Explanation.--For the purposes of this section, it is clarified that preliminary assessment is not a trial, but is to assess the capacity of such child to commit and understand the consequences of the alleged offence.
(2) Where the Board is satisfied on preliminary assessment that the matter should be disposed of by the Board, then the Board shall follow the procedure, as far as may be, for trial in summons case under the Code of Criminal Procedure, 1973 (2 of 1974):
Provided that the order of the Board to dispose of the matter shall be appealable under sub-section (2) of section 101.
Provided further that the assessment under this section shall be completed within the period specified in section 14."
9. Section 18 of the J.J. Act authorizes the Board to refer the child to Children's Court in terms of Sub-section (3) where the Board after preliminary assessment under Section 15 passes an order that there is a need for trial of the said child as an adult, then the Board may order transfer of the trial of the case to the Children's Court to try such offences.
10. The crucial question to be determined is whether the CCL has committed a heinous offence.
11. As per Section 2(33) of the J.J. Act "heinous offences" means the offences in which minimum punishment is seven years or more.
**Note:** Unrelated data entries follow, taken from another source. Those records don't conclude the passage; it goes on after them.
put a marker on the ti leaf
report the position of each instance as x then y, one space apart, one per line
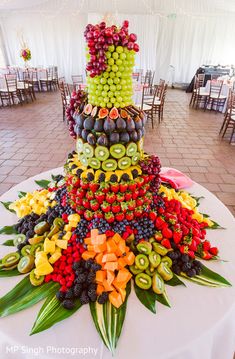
8 230
43 183
146 297
51 313
109 320
6 205
24 295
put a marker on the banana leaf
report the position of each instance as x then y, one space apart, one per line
109 320
51 313
24 295
6 205
147 298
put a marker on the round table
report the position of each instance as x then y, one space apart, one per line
200 324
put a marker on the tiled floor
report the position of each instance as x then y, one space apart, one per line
33 138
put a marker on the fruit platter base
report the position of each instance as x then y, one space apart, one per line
202 323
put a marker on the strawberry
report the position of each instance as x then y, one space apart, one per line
129 216
120 197
88 215
114 187
109 216
116 207
131 205
100 196
86 203
105 206
110 197
94 205
94 186
128 196
119 216
132 186
90 195
166 243
123 187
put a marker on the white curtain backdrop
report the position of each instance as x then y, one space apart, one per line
182 39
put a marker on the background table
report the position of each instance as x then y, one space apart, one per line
200 324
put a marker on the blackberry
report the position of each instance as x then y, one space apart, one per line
84 299
103 298
68 304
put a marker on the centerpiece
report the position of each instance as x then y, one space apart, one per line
85 236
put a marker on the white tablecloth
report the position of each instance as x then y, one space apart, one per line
200 324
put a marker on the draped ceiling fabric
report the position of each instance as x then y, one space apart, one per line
182 33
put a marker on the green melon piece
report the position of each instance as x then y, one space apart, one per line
117 150
102 153
124 163
79 145
135 159
109 165
94 163
131 149
88 150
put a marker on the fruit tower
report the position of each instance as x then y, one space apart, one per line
109 132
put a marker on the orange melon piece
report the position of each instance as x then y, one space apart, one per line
117 238
100 276
115 298
109 257
87 255
129 258
110 277
108 287
99 289
111 266
111 246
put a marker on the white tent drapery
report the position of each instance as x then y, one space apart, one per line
184 36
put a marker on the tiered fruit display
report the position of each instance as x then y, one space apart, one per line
85 236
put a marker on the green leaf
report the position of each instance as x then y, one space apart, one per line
6 205
175 281
8 230
9 243
109 320
147 298
24 295
51 313
21 194
43 183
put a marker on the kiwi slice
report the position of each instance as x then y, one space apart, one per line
11 259
94 163
36 248
131 149
88 150
102 153
135 159
36 280
26 250
83 160
124 163
79 145
41 227
117 150
143 281
109 165
20 238
26 264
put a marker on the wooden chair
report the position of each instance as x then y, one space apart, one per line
230 118
77 81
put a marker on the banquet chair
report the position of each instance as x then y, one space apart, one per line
10 93
77 81
215 99
230 120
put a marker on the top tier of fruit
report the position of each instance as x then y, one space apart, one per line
111 57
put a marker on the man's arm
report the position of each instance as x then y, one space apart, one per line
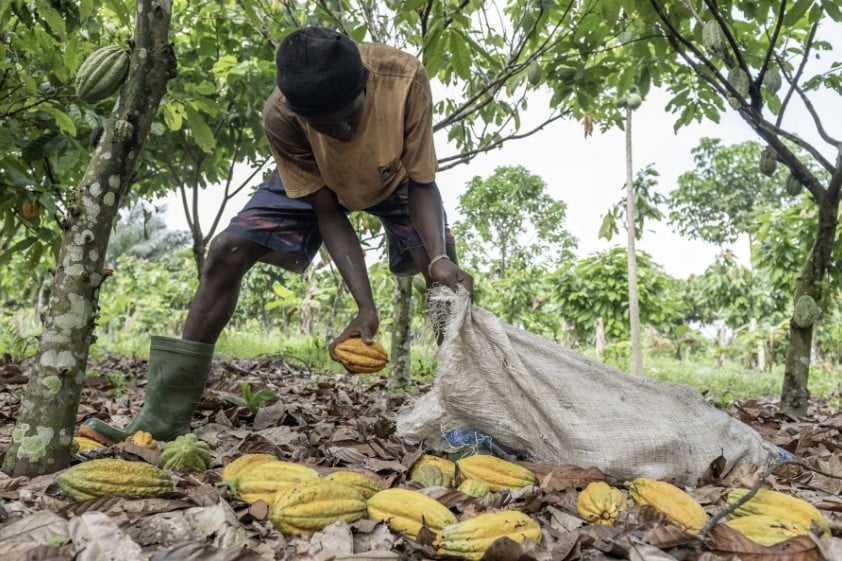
427 214
345 250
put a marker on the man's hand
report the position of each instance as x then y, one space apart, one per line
447 273
364 326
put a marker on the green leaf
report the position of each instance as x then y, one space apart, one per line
206 88
833 9
86 8
54 20
460 55
796 11
63 120
224 65
120 10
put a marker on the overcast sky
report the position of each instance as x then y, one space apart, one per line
588 174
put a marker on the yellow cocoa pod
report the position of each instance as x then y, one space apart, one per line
110 477
780 506
364 486
498 473
471 538
143 439
309 507
677 505
474 488
234 469
407 511
87 443
599 503
357 356
766 530
264 481
447 467
431 476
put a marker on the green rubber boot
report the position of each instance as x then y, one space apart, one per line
178 371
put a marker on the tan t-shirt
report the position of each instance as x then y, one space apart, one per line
394 139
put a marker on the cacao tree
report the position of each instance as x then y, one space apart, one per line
596 285
45 426
761 59
720 198
510 221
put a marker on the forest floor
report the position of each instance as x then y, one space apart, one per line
335 422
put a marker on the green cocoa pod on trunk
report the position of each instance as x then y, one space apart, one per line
102 73
533 74
739 80
768 161
806 311
772 80
793 186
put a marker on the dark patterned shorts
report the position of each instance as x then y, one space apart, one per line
287 225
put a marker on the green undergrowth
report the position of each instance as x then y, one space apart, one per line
720 383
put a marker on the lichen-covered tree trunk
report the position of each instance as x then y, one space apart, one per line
402 318
599 338
634 303
42 438
795 395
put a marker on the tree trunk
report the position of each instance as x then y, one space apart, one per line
402 319
761 348
795 396
634 304
722 341
43 435
599 338
305 323
199 251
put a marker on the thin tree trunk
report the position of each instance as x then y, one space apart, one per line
199 250
795 396
634 304
43 435
401 344
761 348
599 338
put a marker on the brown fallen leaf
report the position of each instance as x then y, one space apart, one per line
563 477
800 548
201 551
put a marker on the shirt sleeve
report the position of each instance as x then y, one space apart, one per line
419 152
291 150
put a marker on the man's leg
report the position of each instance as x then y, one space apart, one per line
229 258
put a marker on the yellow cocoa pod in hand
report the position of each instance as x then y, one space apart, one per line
680 507
599 503
779 505
359 357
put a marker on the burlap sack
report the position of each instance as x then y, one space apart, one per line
561 407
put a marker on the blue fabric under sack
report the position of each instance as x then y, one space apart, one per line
468 437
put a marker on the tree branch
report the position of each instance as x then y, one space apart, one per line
464 157
793 80
753 491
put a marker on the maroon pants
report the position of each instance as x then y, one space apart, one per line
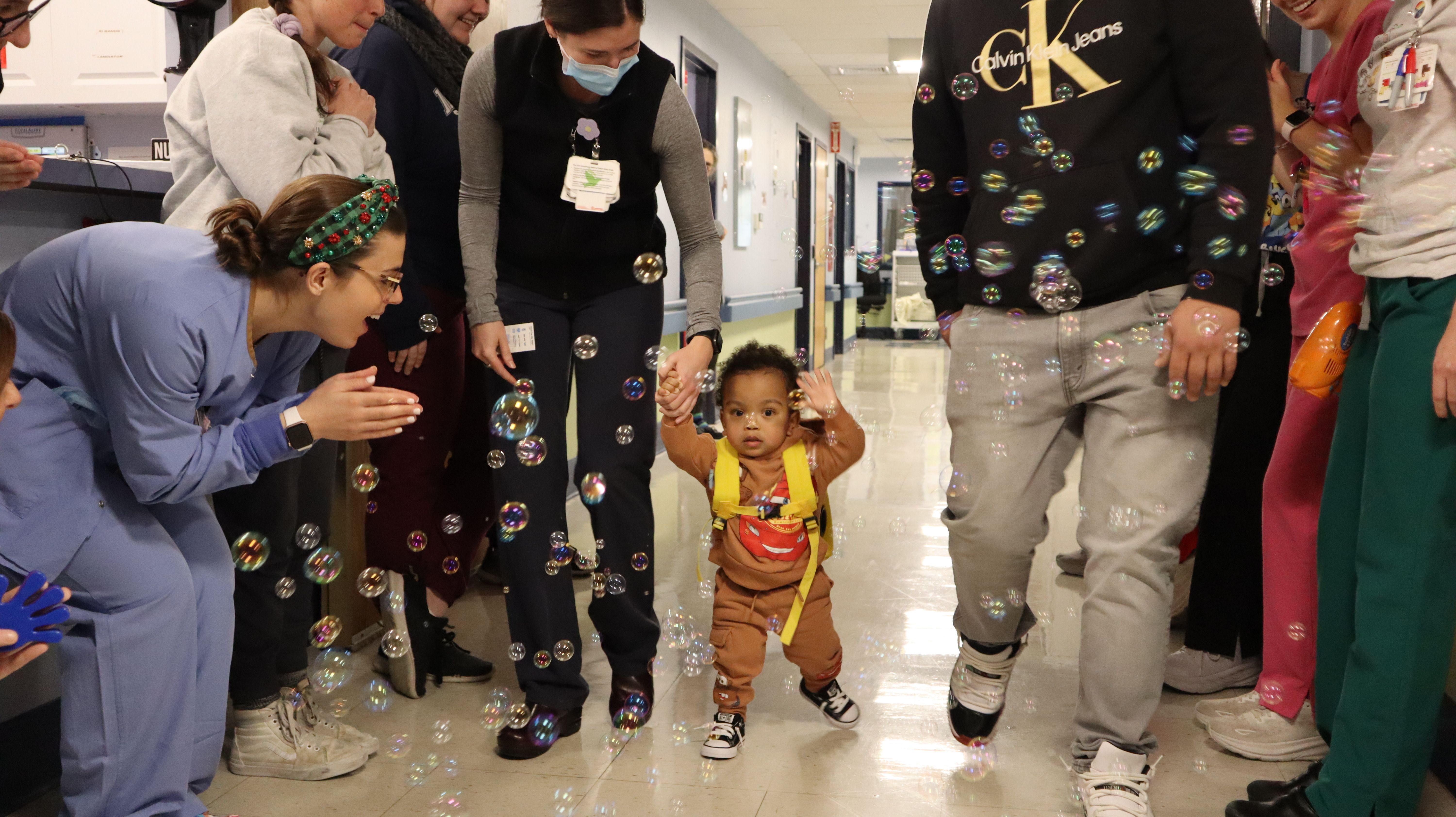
438 467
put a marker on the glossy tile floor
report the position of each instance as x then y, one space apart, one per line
893 602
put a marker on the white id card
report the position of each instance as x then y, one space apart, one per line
592 184
521 337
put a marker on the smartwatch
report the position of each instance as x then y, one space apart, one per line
1294 122
713 335
296 430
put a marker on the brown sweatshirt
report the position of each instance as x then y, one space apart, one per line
751 551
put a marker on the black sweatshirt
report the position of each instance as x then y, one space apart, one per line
1106 81
420 133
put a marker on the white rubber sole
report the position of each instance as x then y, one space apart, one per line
1304 749
721 753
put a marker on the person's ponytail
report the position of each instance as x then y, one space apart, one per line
258 247
318 63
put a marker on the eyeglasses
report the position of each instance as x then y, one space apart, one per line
389 285
9 25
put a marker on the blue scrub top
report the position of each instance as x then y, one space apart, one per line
127 335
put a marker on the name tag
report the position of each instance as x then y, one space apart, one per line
592 184
521 337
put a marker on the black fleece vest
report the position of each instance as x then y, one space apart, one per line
547 245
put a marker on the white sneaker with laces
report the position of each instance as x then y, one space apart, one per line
1117 784
1198 672
323 723
1265 735
276 742
1209 711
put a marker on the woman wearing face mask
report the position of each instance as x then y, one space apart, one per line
413 63
260 108
158 366
567 127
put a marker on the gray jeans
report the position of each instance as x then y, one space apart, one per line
1023 394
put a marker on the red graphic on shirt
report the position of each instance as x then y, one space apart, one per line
783 539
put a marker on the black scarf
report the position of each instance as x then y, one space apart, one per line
443 56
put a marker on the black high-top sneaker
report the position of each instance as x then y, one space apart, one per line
724 737
839 710
455 663
979 691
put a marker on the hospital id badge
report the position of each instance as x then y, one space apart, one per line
592 184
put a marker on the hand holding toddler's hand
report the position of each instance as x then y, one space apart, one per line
819 392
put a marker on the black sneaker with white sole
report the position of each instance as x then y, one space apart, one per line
724 737
979 691
839 710
455 663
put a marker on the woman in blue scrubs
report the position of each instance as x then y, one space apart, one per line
159 365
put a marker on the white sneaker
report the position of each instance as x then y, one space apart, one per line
1202 673
276 743
1212 710
320 720
1117 784
1265 735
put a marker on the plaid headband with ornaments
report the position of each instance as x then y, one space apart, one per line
349 226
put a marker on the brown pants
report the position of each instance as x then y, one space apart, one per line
742 627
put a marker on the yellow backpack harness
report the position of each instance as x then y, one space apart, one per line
803 506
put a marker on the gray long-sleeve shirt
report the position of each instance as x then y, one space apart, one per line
679 149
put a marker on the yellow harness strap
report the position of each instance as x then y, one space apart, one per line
803 503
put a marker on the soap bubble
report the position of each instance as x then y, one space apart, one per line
331 670
251 551
1231 203
965 87
395 644
1196 180
1150 159
531 451
995 258
1109 351
308 537
365 478
1151 219
325 631
324 566
564 650
995 181
372 583
585 347
649 269
1241 135
513 518
593 489
515 417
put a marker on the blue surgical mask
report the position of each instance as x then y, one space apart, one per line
598 79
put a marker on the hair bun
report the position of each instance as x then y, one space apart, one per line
235 232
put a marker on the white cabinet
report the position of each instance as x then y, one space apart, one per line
92 53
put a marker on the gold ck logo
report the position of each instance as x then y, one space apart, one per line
1039 53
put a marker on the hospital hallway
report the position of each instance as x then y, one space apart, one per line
893 602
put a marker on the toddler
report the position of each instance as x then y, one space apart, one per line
768 481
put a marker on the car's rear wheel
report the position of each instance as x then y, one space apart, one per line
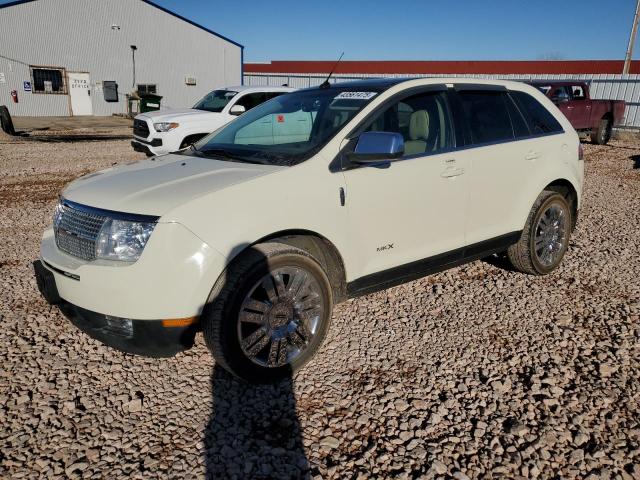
602 134
545 237
269 313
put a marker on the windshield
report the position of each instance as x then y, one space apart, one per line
215 101
288 129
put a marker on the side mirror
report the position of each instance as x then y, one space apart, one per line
237 110
372 147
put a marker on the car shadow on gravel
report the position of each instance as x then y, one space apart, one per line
253 431
499 261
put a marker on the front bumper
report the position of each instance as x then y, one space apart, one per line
171 280
151 338
141 147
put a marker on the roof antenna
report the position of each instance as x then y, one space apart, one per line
326 83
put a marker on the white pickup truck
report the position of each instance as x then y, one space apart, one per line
166 131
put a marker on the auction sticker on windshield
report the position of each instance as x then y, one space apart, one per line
356 95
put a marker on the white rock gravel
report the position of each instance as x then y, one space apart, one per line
473 373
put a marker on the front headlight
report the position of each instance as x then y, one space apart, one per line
122 240
165 126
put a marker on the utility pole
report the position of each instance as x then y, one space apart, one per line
133 56
632 41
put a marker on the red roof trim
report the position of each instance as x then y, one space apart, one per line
561 67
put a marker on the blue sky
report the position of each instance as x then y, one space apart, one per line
418 29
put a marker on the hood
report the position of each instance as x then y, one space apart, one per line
178 115
159 184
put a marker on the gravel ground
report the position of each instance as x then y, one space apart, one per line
476 372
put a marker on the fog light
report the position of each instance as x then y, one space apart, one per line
122 327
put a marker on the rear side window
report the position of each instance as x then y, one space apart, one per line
251 100
538 117
520 127
488 116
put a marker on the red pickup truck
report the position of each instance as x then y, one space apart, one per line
595 117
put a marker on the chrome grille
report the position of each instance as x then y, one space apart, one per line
140 128
76 231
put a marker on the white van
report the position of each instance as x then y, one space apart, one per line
165 131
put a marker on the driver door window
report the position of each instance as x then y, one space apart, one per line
251 100
423 121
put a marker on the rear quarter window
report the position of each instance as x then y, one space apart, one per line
540 120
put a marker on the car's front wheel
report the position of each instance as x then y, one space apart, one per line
269 313
545 237
602 134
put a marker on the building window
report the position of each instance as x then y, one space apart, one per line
147 88
48 80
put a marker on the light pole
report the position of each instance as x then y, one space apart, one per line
632 41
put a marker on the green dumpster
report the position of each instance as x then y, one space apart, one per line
149 102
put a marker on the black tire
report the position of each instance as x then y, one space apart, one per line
523 255
602 134
5 121
221 316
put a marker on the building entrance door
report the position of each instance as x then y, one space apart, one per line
80 91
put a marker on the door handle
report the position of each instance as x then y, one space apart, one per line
452 172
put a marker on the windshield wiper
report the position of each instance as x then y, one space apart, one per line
226 155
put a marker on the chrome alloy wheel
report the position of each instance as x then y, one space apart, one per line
280 316
550 235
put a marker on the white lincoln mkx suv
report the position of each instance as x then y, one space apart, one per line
319 195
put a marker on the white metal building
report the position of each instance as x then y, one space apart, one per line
82 57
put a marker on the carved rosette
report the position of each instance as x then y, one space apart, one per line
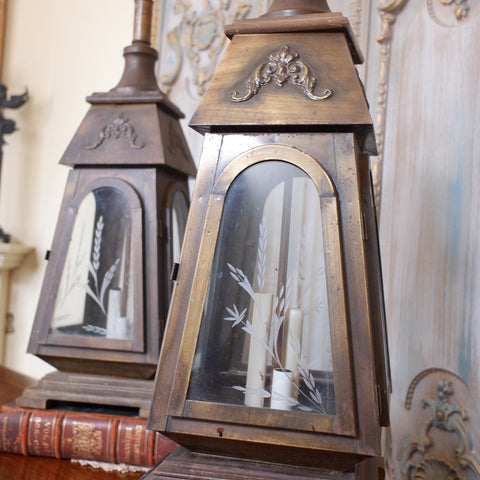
281 68
118 128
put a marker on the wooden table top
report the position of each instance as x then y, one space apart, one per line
19 467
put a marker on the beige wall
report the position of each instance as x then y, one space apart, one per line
62 51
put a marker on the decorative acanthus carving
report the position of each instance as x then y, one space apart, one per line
120 127
388 12
420 455
281 68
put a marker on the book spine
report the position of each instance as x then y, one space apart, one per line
74 435
13 431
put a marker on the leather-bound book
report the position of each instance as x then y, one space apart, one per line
81 435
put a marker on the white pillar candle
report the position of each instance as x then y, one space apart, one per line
257 354
113 312
292 345
281 389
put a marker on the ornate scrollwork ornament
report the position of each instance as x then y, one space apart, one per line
416 453
120 127
461 7
282 67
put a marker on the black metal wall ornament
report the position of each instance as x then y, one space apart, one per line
8 125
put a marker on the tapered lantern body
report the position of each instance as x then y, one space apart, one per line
105 295
275 349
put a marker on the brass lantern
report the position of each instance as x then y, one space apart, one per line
275 348
107 286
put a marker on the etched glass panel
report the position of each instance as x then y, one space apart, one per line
95 294
264 339
179 222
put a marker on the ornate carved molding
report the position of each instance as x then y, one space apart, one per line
199 39
282 67
388 12
428 454
461 9
120 127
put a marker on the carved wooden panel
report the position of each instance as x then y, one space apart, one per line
427 112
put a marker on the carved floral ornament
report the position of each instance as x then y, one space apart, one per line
198 40
461 7
419 454
282 67
119 127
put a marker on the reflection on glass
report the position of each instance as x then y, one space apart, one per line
95 295
265 338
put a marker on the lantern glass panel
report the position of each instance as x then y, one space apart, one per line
95 295
264 338
179 221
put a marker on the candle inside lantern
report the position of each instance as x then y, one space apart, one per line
292 345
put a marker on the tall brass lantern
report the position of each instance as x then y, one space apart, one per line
275 348
105 295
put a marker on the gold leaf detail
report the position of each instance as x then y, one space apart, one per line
120 127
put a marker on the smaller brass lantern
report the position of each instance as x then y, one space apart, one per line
107 286
275 348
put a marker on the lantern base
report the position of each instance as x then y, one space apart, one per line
75 388
183 464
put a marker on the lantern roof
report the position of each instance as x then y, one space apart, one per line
292 69
134 123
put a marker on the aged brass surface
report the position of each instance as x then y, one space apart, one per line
328 142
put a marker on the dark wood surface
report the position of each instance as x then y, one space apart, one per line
19 467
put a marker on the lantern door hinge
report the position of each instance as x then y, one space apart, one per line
364 227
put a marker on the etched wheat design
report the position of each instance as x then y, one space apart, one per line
97 293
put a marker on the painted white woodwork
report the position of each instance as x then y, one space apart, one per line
190 40
12 256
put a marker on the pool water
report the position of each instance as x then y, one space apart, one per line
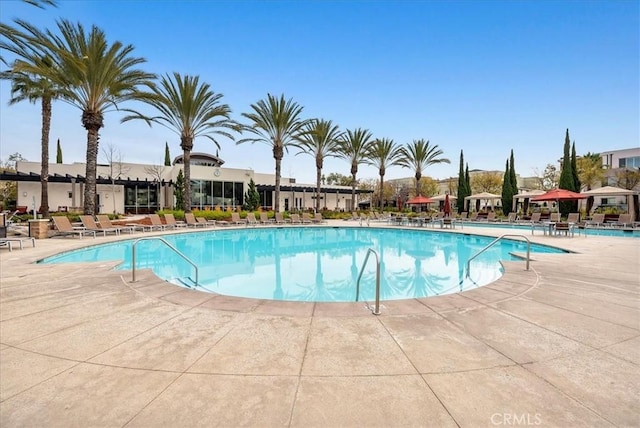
315 264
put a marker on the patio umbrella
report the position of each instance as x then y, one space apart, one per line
558 195
447 206
419 200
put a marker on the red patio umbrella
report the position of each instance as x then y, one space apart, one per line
558 195
447 206
419 200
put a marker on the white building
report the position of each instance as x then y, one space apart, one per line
137 188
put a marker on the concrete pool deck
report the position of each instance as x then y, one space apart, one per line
558 345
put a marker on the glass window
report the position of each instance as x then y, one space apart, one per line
238 193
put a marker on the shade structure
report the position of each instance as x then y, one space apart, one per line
483 196
608 191
418 200
438 198
447 206
559 195
613 191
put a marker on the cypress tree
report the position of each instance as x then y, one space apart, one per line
59 153
507 190
461 185
576 178
467 183
167 158
178 191
512 175
566 177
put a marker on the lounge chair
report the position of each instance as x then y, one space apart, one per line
561 227
573 218
511 218
318 219
170 221
65 228
105 223
19 239
252 220
624 220
597 220
191 221
264 218
158 224
281 220
306 218
205 222
235 219
90 224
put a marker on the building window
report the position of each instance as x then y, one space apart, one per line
632 162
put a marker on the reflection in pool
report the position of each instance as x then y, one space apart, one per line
316 264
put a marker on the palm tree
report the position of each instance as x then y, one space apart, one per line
320 139
353 147
382 154
32 86
93 76
419 155
190 109
276 122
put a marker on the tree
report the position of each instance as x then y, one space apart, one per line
507 190
117 168
574 170
590 173
338 179
251 198
512 174
567 181
31 80
418 156
490 182
353 148
178 191
191 109
320 139
90 74
59 152
548 179
463 191
276 122
167 157
382 154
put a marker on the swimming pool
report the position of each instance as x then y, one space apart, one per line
315 264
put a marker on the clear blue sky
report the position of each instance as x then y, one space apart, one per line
484 77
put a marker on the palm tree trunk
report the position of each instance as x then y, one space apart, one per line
318 182
44 168
186 157
278 154
91 171
381 190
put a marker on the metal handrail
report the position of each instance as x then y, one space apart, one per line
496 241
376 311
133 255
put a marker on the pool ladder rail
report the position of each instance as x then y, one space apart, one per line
495 241
376 310
157 238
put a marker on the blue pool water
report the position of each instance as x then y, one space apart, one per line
319 264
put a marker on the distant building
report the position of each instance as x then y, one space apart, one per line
139 188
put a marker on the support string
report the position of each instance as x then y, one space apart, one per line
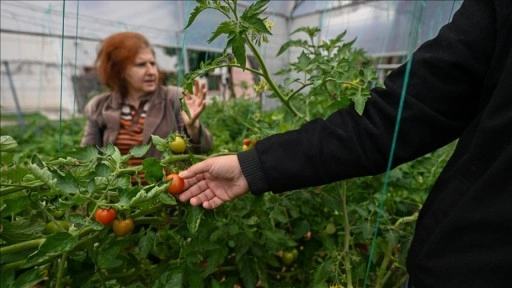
419 8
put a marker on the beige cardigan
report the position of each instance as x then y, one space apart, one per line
163 117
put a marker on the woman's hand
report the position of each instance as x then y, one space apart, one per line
213 181
196 104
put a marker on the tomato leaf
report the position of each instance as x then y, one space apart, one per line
85 154
152 170
160 143
42 174
167 199
139 151
108 252
173 278
52 247
28 279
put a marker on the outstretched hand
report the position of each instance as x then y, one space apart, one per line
195 103
214 181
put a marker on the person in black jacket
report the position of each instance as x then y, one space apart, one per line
460 87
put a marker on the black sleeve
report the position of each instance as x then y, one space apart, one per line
441 100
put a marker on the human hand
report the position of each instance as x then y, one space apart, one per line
196 104
213 181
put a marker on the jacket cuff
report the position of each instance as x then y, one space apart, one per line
253 171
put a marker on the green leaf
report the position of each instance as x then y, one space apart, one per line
193 218
292 43
215 260
248 271
28 279
20 230
67 184
14 206
254 10
257 25
225 27
310 31
108 252
42 174
153 171
173 278
7 278
360 102
126 196
303 62
237 44
85 154
102 170
167 199
144 195
139 151
7 143
52 247
160 144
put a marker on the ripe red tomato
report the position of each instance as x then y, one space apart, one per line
176 187
105 216
122 227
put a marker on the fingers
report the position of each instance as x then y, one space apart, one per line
200 90
196 169
199 196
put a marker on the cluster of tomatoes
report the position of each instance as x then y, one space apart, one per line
122 227
248 144
107 216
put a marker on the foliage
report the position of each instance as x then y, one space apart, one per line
313 237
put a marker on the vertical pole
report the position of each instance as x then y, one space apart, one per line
21 120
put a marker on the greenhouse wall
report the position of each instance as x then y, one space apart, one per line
38 36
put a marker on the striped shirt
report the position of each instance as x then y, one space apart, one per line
131 127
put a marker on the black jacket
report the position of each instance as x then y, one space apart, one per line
460 87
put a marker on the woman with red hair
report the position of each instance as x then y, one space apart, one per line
138 105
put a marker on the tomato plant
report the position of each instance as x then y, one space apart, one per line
105 216
239 242
178 145
122 227
176 186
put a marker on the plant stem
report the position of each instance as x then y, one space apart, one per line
346 228
62 264
270 82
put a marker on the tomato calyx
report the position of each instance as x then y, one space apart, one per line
178 145
105 216
122 227
177 184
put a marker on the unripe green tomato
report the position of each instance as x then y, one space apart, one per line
330 228
122 227
288 257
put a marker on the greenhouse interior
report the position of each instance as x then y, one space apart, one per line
92 193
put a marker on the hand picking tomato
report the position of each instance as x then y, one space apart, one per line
178 145
176 187
122 227
105 216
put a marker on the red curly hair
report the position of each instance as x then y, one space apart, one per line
116 53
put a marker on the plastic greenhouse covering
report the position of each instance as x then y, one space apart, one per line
46 44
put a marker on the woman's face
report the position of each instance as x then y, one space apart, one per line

The learned JJB has held that none of the Sections 18, 20, 38 and 39 provides minimum punishment for seven years. The sine qua non for trying the CCL as an adult for committing heinous offence is minimum punishment of seven years. This issue is no longer res integra. In the case of Shilpa Mittal Vs. State (NCT of Delhi) and Another [MANU/SC/0020/2020 : (2020) 2 Supreme Court Cases 787] the Hon'ble Supreme Court held as under:
"34. From the scheme of Sections 14, 15 and 19 referred to above it is clear that the Legislature felt that before the juvenile is tried as an adult a very detailed study must be done and the procedure laid down has to be followed. Even if a child commits a heinous crime, he is not automatically to be tried as an adult. This also clearly indicates that the meaning of the words "heinous offence" cannot be expanded by removing the word "minimum" from the definition.
35. Though we are of the view that the word "minimum" cannot be treated as surplusage, yet we are duty-bound to decide as to how the children who have committed an offence falling within the 4th category should be dealt with. We are conscious of the views expressed by us above that this Court cannot legislate. However, if we do not deal with this issue there would be no guidance to the Juvenile Justice Boards to deal with children who have committed such offences which definitely are serious, or may be more than serious offences, even if they are not heinous offences. Since two views are possible we would prefer to take a view which is in favour of children and, in our opinion, the Legislature should take the call in this matter, but till it does so, in exercise of powers conferred under Article 142 of the Constitution, we direct that from the date when the 2015 Act came into force, all children who have committed offences falling in the 4th category shall be dealt with in the same manner as children who have committed "serious offences".
12. Having regard to this, it is clear that the learned JJB did not commit any error in rejecting the application Exhibit 25 in J.C. No. 160 of 2019 and the learned Appellate Court did not commit any error in dismissing Criminal Appeal No. 2 of 2021. Hence, the revision application is devoid of any substance. Revision Application is accordingly dismissed.